Inviting someone you don’t know over for dinner

 Talking to people is often difficult for me, but I know that God wants me to use my life to serve others. It’s certainly easier and more comfortable for me to sit on the beach with a book. That’s what I’d rather be doing (always).  But if I want to live a life of obedience to God, there are times when I need to set my book aside.

This is where I have to make myself do things I don’t want to do. This is where I hold on to God’s truth, take a deep breath, and step out of my comfort zone. Isaiah 41:13 is a great encouragement to me when I face a tough new task:

“For I, the LORD your God, hold your right hand; it is I who say to you, ‘Fear not, I am the one who helps you.’”

What’s stopping you from trying something new this year?

One of the greatest blessings of the single life can be the gift of time.

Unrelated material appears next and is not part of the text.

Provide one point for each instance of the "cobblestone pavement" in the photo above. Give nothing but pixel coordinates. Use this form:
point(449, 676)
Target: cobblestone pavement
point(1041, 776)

Whether I want to attempt roller skating, start a Bible study, or write a blog, I am BLESSED to have the time to invest in these new ventures.

I’ll say that again. Time is one of the greatest blessings of a single life. Don’t ever let anyone make you feel guilty about your extra time! Remember that God has planned out every step of your life. He has given singles the gift of time so that we can give it back to Him as an offering. Our willingness to accept that gift and use it to explore new challenges will help us discover that we can fill so many important roles.

I encourage you to fully embrace your life, step out of your comfort zone, and challenge yourself to find a new way to grow this year.

One of my favorite new experiences last year was participating in Trunk or Treat at the Cleveland City Mission.

What is God asking you to try for the first time this year?

Tell me about it! What do you want to try for the first time this year and how are you going to accomplish it?

This week I am thankful for the blessings of new adventures. Together, let’s celebrate every SINGLE blessing!